A green future for gas turbines?
Siemens Energy is confident that hydrogen will ensure a green future for its gas turbine technology – the question is whether there will be enough green fuel to go around.
Is there a future for the faithful gas turbine in an energy market that is increasingly turning away from gas for heat and electricity production – as much for economic reasons as climate concerns?
“It’s a big debate, and it’s also a matter of perspective and a matter of timeline,” muses Karim Amin, a member of Siemens Energy’s executive board and vice president of its generation business. However, he is sure that there is.
This may not be surprising given Siemens Energy’s significant share of the turbine market, but in the medium term it is clear that the technology is not going anywhere.
Citing IHS Markit data, Amin said capacity forecasts have moved upwards over the past two years, with average annual additions over the next decade expected to increase from 44GW/year in 2020 to 57GW/year in 2021. Forecasts in early 2022 now suggest this. will rise north of 60GW/year.
“There’s a lot of pressure to move away from gas and push more towards renewables, which is true, but at least in the middle of the future, the thread is that we’re adding more gas,” he continued.
Nevertheless, the German-headquartered energy giant wants to future-proof its offering by building gas turbines that can burn increasingly larger mixtures of hydrogen with natural gas.
Round the mixture
To support this move, Siemens has added facilities at its manufacturing facility in Finspång, Sweden, creating what is called Zero Emission Hydrogen Turbine Center (ZEHTC) and was visited by Energy Voice as part of a press delegation in early September.

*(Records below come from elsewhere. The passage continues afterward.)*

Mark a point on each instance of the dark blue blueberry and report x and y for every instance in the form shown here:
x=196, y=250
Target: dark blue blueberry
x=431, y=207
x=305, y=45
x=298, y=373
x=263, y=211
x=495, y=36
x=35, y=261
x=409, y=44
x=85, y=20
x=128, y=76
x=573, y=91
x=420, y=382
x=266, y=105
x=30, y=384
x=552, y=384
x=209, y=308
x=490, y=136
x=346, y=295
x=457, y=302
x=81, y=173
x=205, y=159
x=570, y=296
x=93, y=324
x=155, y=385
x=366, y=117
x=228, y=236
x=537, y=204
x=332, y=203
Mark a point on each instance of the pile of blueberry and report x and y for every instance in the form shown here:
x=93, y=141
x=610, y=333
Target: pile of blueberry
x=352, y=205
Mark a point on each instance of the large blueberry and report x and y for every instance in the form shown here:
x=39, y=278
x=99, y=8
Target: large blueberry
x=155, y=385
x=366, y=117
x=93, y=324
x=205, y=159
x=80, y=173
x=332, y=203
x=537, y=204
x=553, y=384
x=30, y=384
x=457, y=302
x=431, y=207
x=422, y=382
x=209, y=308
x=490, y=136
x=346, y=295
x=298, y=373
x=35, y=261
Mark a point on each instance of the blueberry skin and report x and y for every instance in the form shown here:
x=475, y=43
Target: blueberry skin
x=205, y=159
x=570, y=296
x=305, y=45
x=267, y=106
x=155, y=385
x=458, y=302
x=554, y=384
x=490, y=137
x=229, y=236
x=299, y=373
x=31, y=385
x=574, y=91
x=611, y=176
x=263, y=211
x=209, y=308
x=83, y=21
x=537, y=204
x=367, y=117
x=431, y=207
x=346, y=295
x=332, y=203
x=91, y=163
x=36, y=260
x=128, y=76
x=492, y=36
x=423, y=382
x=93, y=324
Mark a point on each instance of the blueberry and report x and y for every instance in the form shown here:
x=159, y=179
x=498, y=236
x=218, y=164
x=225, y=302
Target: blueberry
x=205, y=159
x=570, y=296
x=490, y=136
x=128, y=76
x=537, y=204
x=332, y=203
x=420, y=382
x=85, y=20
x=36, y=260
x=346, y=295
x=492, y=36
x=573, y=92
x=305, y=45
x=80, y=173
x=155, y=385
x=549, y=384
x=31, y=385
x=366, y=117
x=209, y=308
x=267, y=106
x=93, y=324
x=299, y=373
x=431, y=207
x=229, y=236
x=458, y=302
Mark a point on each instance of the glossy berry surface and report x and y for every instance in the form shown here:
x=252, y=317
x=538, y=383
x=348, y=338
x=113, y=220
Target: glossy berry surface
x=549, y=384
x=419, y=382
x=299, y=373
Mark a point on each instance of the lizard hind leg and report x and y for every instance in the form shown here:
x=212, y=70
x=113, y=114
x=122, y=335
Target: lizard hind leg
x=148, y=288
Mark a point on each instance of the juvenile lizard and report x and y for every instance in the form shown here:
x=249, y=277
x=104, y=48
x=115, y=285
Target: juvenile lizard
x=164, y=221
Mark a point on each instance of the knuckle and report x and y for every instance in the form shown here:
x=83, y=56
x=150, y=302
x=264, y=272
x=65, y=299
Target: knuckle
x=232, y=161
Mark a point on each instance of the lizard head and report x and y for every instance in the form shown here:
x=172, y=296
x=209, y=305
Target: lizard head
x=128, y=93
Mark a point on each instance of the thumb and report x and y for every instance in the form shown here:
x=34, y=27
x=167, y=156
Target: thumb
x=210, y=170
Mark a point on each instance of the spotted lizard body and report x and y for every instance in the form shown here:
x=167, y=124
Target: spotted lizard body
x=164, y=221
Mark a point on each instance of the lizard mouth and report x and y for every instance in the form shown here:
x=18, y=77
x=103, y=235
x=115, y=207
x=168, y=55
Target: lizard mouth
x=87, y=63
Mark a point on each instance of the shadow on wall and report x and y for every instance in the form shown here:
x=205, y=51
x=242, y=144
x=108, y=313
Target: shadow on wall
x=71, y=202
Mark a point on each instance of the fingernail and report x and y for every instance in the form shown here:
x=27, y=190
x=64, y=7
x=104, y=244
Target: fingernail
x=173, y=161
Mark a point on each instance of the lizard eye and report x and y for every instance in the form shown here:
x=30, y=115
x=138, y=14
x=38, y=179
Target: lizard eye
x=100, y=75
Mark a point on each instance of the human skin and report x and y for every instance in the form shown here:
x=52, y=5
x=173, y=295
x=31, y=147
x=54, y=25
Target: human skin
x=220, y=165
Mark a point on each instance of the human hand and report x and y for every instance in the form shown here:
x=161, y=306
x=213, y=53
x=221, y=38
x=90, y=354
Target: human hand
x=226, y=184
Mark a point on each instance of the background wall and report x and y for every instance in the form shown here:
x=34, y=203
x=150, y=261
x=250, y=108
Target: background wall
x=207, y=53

When new turbines are tested before being shipped to customers, the excess selenium is combined with outgoing solar panels and used to produce hydrogen in an electrolyser. That hydrogen is then stored and can later be used as fuel for further gas turbine testing.
The addition of batteries also creates a local microgrid for the plant, and a grid connection means it can even export electricity, if and when needed. Although it remains small scale, the integration of different production and storage methods reflects the wider energy system of the future.
In many ways, qualifying units to accept green fuels is a sustainable approach to dealing with the huge volume of facilities that will remain in operation during the decades-long energy transition.
“There are tens of thousands of gas turbines out there in the world. Not all of them will just die and disappear when we go through an energy transition,” says Hans Holmström, CEO of the company’s Swedish operations.
“Many of them will be converted step by step, burning more and more non-fossil fuels.”
That qualification is already underway, with the vast majority of the group’s heavy-duty gas turbines capable of “co-firing” with mixtures of up to 30% hydrogen.
Many other units for industrial applications can already accept higher blends of up to 75%, while an SGT-A35 model with a wet low emission (WLE) system can burn 100% hydrogen.
More than 55 units around the world have been tested for these high hydrogen mixtures and have accumulated millions of hours of operation since the 1960s, the company says.
The result is a reduction in CO2 emissions of anywhere from 11% to 100%, depending on the mix (although the carbon impact of the hydrogen production itself must also be factored into the calculations).
By 2030, it is intended to reach 100% hydrogen on the heavy dry low emission (DLE) systems, while future developments would see some units accept other fuels such as cracked ammonia, biodiesel and green methanol.
‘How much do you have?’
The market seems interested in the possibilities, Amin suggested, but was quick to stress that the viability of hydrogen commitment is less about technical capacity and more about ensuring sufficient supply.
“When you participate in discussions and so on, you always have the question: how much hydrogen can your gas unit burn?” he said. “I have a simple answer and say: How much do you have?”
“You give me what you have, we burn it! But how much do you have?”
This again plays into the importance of integrated energy networks, he continued, adding that the discussion usually raises many more follow-up questions around how to transport hydrogen from production sites to production facilities, the costs involved and how much energy customers are willing to pay for their power and/or products as a result.
“It’s not really a question of how much you can burn, it’s really how much you can create the infrastructure around it at the scale that we need and at [right] affordable level,” he explained.
Efficiency is also an issue. Why bother keeping gas-fired equipment at all in a net-zero system, if the long-term goal is to reach 100% renewable energy?
Aside from its deliverability, Amin said the utility and scale of gas-fired rotating equipment in the electricity market means hydrogen is a viable bridging solution for dealing with intermittent renewable power – not to mention the additional efficiency gains with other applications such as combined heat and power (CHP).
“If we just fast forward, let’s say X number of years from now; if the grid investment is done, if the interconnection works, if the inertia is there, then you don’t need to have gas-fired rotating equipment,” he said.
“But until you get there, how do you use this bridge in a way that has the least impact on the environment? [In this case] you lose efficiency… but on the other hand you reduce CO2 – and the question is, is the cost of CO2 more important than the efficiency you lose, or vice versa?”
It’s a question that governments and power producers all over the world are facing. But hydrogen or no hydrogen, the gas turbine seems unlikely to disappear from our energy system anytime soon.